This is quite a valuable resource from
@GoogleA for evaluating the complex reasoning and numerical calculation capabilities of large language models. A few key takeaways:
'TACT: Advancing Complex Aggregative Reasoning with Information Extraction Tools'
📌 The TACT (Text And Calculations through Tables) dataset challenges LLMs' reasoning and computational abilities on complex instructions that require aggregating information scattered across texts and performing complex integration on this information to generate the answer. TACT instances consist of the original text, the written instruction, and a gold answer, all requiring advanced text comprehension and reasoning.
📌 TACT was constructed by leveraging the InstructIE dataset, which contains texts and their associated tables.

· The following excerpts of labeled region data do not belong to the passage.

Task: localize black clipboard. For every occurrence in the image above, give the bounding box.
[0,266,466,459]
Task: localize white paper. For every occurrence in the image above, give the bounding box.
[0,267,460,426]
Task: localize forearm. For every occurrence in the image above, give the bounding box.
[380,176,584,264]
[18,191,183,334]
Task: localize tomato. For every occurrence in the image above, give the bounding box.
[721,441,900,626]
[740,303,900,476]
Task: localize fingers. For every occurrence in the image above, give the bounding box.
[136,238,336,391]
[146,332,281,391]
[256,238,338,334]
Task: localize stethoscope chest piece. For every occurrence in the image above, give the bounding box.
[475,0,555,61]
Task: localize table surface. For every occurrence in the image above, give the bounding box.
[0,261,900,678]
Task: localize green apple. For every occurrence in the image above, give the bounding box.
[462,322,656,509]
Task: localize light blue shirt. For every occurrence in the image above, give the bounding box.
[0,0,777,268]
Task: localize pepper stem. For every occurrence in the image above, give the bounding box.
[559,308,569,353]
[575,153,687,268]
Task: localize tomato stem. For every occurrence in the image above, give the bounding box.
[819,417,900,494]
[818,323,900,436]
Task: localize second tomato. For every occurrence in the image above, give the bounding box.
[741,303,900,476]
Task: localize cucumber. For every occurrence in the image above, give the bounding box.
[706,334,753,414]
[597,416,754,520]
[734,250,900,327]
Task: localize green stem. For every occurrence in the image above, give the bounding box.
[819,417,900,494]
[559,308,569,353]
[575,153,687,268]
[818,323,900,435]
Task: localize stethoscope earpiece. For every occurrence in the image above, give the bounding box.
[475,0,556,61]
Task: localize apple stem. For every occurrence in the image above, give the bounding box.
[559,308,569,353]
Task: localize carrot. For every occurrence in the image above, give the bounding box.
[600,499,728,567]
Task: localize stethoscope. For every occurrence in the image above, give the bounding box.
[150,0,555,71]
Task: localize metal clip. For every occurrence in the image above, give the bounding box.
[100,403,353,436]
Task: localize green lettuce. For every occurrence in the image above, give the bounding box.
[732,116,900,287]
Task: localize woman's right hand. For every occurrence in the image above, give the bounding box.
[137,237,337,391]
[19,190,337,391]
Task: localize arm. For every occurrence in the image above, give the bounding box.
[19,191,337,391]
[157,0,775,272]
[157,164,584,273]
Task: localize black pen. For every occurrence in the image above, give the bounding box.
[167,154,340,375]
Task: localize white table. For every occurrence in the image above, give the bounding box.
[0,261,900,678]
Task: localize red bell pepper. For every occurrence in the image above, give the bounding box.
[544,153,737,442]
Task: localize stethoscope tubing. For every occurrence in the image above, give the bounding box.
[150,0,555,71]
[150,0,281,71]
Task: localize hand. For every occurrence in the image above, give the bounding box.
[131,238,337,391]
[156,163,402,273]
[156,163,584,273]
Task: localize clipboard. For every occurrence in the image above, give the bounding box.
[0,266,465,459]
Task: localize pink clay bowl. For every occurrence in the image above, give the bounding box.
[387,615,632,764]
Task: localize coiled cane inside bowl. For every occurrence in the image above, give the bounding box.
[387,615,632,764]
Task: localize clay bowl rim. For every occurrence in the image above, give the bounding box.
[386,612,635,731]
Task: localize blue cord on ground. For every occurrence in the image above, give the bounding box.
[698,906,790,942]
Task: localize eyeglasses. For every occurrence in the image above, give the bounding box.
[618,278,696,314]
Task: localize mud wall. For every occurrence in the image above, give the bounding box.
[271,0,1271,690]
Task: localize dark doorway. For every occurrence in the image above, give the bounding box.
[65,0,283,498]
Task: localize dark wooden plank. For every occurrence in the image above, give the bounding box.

For each table, experts formulated new queries and gathered their respective answers. The dataset creation process involved 1) Initial review and relevance vetting, 2) Numerical aspect identification, 3) Natural language instruction formulation, 4) Natural language query over the table, 5) Translation to Pandas commands and gold response extraction, and 6) Command execution and validation.
📌 Experiments show that all contemporary LLMs perform poorly on TACT, achieving an accuracy below 38%. To pinpoint the difficulties, the authors analyze model performance across three components: table-generation, Pandas command-generation, and execution.
📌 To address these challenges, the authors propose the "IE as a tool" framework. The key idea is to solve TACT instructions through the sequential invocation of two tools: one that generates a table from the text and instruction, and one that generates a corresponding Pandas command. The model then executes the command, along with the original instruction and text, to produce the final answer. The authors implement each tool with few-shot prompting.
📌 The IE as a tool approach shows a 12% improvement over existing prompting techniques on TACT. Analyzing the performance on the individual table-generation and Pandas command-generation tasks reveals significant headroom in each, suggesting that focused few-shot prompting can considerably enhance performance. This aligns with the authors' finding that each dissected component of the TACT task has untapped potential for improvement.